In 1939 he again moved back to Argentina, where in 1946 he published the Manifiesto blanco, which laid the foundations for spatialism, a direction he fully developed after his return to Italy in 1947. The first Spatialist Manifesto appeared in December of that year, signed by Giorgio Kaisserlian, Beniamino Joppolo and Milena Milani. In the following years, the aesthetics of spatialism was confirmed in a series of manifestos and policy statements, and found concrete expression in the works that Fontana exhibited at the1948 Venice Biennale and at the Galleria del Naviglio in 1949, where the first Ambiente spaziale [Spatial Environment] demonstrated the breaking of boundaries between painting, sculpture and architecture in order to conquer what Fontana called the “spatial concept of art”.

This was the period of the first “holes”, and the design of the looping tube of neon light, shown at the Milan Triennale in 1951. In the following years, Fontana’s extensive presence on the exhibition circuit culminated in a solo show at the 1958 Venice Biennale.

In 1959, the Galleria del Milione presented the new series of “cuts”, in which the clean, precise gesture of cutting the canvas opened it to an infinite spatial dimension.

Established by this point as one of the major protagonists of contemporary art, Fontana went on to develop new series of works: Nature, Quanta, Teatrini, Fine di Dio and Ambienti spaziali, in which his ideas continually found new directions until his death in 1968.

Of particular significance among the many retrospectives and anthological exhibitions dedicated to the artist were the five exhibitions held in Milan in 1999 to celebrate the centenary of his birth, curated by the leading experts on his work.

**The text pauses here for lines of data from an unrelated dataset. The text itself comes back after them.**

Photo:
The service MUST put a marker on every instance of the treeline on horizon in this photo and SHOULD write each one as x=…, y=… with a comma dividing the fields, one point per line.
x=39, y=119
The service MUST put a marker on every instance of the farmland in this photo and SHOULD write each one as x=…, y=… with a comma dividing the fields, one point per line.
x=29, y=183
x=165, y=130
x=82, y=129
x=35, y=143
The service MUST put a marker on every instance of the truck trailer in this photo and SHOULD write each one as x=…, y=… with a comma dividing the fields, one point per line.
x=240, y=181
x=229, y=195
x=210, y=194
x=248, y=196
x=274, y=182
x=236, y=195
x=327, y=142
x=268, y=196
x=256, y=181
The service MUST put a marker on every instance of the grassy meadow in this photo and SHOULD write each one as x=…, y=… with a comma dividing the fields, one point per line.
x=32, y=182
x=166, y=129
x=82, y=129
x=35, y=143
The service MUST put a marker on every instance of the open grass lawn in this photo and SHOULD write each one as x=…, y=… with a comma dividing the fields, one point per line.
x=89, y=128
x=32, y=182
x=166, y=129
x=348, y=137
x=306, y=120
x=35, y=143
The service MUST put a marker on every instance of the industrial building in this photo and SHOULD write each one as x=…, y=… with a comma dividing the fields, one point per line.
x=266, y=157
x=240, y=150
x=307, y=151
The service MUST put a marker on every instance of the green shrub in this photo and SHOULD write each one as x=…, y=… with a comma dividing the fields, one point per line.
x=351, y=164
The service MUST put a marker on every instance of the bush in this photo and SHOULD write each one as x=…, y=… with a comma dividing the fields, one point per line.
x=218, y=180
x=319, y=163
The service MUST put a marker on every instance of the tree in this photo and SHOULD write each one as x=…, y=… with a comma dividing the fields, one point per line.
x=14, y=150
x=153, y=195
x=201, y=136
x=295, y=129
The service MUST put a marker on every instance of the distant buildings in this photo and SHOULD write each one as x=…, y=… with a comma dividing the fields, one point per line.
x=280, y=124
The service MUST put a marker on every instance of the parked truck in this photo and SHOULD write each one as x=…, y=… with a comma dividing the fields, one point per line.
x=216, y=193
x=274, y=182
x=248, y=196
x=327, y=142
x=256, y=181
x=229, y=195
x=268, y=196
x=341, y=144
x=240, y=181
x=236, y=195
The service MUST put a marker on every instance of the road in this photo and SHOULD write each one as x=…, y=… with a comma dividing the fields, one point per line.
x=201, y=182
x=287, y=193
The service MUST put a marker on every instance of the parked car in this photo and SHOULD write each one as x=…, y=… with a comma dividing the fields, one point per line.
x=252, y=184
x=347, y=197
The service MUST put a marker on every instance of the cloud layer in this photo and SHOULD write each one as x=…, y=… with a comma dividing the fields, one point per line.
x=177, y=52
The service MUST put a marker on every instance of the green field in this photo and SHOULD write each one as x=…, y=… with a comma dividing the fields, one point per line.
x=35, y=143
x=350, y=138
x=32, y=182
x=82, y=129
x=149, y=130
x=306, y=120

The most recent, major exhibitions of his work include the 2014 retrospective at the Musée d'Art Moderne de la Ville de Paris with over 200 sculptures, paintings, ceramics and installations from the 1920s to 1968, and the 2014-2015 Milan exhibition at the Museo del Novecento, organised in collaboration with the Fondazione Lucio Fontana, in which a new perspective has been explored: the parallel path Fontana and Yves Klein took between Paris and Milan in the years 1957-1962.